デモ行進する「声なき声の会」のメンバー。右端が小林トミ

その後、7月15日には機関誌『声なき声のたより』を創刊した。表紙絵は画家で中学・高校の美術の非常勤講師だったトミさんがずっと担当した。創刊号の部数は3500にもなったという。
トミさんは当時30歳だった。「声なき声の会」の代表世話人となり会の継続に力を注ぐ。「声なき声の会」は1961年から毎年6・15集会を開き、樺美智子(かんば・みちこ)さんが亡くなった国会南通用門に花束をささげてきた。この「声なき声の会」は1965年4月の「ベトナムに平和を!市民連合」(ベ平連)発足の母胎にもなった。ベ平連の38人の呼びかけ人にトミさんも加わった。このベ平連が1974年1月に解散しても「声なき声の会」はそのまま残り、機関誌『声なき声のたより』を出し続け、毎年6・15集会を開き、献花を行なってきた。
小林トミさんは2003年1月に亡くなる。72歳だった。それから17年がたった今も、約束の「声なき声の会」の活動は続いている。しかし2020年6月15日の集会は新型コロナの影響で、60年目にして初めて中止となったが、樺美智子さんへの献花だけは行なったという。

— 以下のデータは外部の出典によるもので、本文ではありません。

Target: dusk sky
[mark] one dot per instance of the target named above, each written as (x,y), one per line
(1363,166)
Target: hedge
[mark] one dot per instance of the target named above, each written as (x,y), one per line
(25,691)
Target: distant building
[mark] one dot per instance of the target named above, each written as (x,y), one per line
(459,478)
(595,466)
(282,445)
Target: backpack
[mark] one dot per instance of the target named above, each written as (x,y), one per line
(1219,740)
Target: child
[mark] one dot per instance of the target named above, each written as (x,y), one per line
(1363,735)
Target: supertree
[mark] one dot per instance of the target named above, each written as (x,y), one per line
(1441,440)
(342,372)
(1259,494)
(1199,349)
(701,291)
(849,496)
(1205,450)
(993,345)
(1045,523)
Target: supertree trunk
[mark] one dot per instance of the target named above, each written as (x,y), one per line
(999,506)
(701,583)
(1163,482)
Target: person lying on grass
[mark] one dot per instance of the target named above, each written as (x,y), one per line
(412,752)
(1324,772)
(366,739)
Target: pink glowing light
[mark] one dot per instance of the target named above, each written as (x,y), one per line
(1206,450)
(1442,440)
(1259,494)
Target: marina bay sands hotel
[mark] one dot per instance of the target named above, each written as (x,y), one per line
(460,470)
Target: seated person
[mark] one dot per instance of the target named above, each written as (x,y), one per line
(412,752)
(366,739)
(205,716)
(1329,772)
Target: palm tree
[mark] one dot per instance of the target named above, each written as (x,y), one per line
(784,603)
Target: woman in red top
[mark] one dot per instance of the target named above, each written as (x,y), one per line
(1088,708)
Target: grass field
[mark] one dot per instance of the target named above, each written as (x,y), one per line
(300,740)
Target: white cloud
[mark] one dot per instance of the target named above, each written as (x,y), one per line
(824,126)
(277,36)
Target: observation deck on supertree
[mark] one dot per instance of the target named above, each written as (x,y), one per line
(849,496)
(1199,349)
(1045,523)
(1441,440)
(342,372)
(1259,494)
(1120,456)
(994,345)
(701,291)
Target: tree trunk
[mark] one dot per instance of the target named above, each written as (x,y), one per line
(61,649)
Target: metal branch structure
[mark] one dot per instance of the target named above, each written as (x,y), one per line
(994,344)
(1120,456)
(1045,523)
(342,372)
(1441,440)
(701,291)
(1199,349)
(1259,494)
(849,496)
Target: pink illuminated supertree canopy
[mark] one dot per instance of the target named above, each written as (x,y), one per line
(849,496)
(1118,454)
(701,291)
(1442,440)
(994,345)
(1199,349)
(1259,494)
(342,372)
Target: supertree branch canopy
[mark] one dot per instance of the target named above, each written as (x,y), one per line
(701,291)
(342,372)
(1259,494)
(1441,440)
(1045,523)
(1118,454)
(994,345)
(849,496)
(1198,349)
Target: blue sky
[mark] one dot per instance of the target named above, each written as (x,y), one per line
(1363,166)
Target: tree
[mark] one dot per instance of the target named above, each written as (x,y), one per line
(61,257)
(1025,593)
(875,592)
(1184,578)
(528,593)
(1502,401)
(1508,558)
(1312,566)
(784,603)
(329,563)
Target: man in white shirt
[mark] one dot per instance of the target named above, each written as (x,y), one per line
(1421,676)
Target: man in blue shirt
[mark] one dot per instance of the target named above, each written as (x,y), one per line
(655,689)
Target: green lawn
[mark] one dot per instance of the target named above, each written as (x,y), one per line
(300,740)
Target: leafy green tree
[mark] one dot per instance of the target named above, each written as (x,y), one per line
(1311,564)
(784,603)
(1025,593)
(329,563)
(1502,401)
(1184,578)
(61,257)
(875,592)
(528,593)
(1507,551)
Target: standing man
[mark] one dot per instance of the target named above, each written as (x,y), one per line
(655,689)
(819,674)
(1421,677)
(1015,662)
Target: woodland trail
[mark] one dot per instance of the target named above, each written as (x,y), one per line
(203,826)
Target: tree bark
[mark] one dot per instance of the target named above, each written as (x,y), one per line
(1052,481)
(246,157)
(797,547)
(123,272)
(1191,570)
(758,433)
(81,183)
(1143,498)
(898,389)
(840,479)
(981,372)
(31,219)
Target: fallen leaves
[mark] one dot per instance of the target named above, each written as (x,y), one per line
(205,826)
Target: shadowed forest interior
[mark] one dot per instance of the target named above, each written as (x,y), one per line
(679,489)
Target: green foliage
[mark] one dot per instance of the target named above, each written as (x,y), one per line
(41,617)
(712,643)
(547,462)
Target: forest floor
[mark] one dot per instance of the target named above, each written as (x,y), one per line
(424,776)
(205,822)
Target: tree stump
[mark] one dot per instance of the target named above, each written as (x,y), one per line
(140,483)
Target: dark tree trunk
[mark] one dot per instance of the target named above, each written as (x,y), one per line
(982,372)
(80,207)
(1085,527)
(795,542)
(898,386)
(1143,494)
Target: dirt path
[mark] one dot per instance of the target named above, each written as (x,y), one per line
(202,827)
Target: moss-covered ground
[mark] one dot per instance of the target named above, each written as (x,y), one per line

1960年6月4日にトミさんと一緒に「声なき声の会」の初めてのデモをした映画助監督の不破三雄さんとはどんな人なのだろうか、少し調べてみた。『日本映画監督全集』(キネマ旬報社、1976)には、「不破三雄(ふわ みつお)」の項目がある。1930年、神戸生まれ。1954年に京都大学文学部哲学科を卒業、松竹大船撮影所助監督部に入社とある。山田洋次監督デビュー作『二階の他人』(61)で助監督、また山田作品『下町の太陽』(63)でチーフ助監督、脚本にも参加、さらに同じく山田作品の『馬鹿まるだし』(64)でチーフ助監督。そして『ケチまるだし』(64)で監督デビュー。その後、病気のため休養し、66年に松竹を退社、関西に戻っている。家族の方によれば、8年ほど前に亡くなっているとのことだ。

鶴見俊輔さんの『悼詞(とうし)』(SURE)が7月1日に増刷された。通算7刷目で初版は2008年。これは、125人の知人・友人に贈った、鶴見俊輔全追悼文集である。
この中に、「小林トミ―「声なき声の会」世話人」と題した追悼文がある。

一度、トミさんがその本領を発揮したことがありました。声なき声の中から、死を決して権力と対決しようという声があがって、声なき声の大部分がその声についていったときです。トミさんは、自分はひとりになっても、普通にできることを守るといって、さっさと家にかえってしまいました。そしてその時をこえて、もとの運動の形をつづけました。 戦争はいやだという、普通の人が誰でも感じていること、それを誰にでもできる形であらわしつづける。それがトミさんの呼びかけです。

参考資料:
*『「声なき声」を聞け 反戦市民運動の原点』(小林トミ著、岩垂弘編、同時代社、2003)
本書はトミさんが書きためた原稿(400字詰めで1240枚)を編者がまとめたもの。岩垂は「あとがき」で次のように書く。

小林さんの活動は三つの点で傑出していたと私は考える。まず、その活動が他から命令されたり指示されたものでなくあくまでも自発性に基づいたものであった点。第二は口舌の徒でなく、必ず行動を伴ったものであった点、第三は長く継続する活動であった点だ。
それに、小林さんは、人間としての日常生活を大事にした。別な言い方をするならば、日常生活の一部として反戦平和運動を続けてきた。このことも、特筆に値する。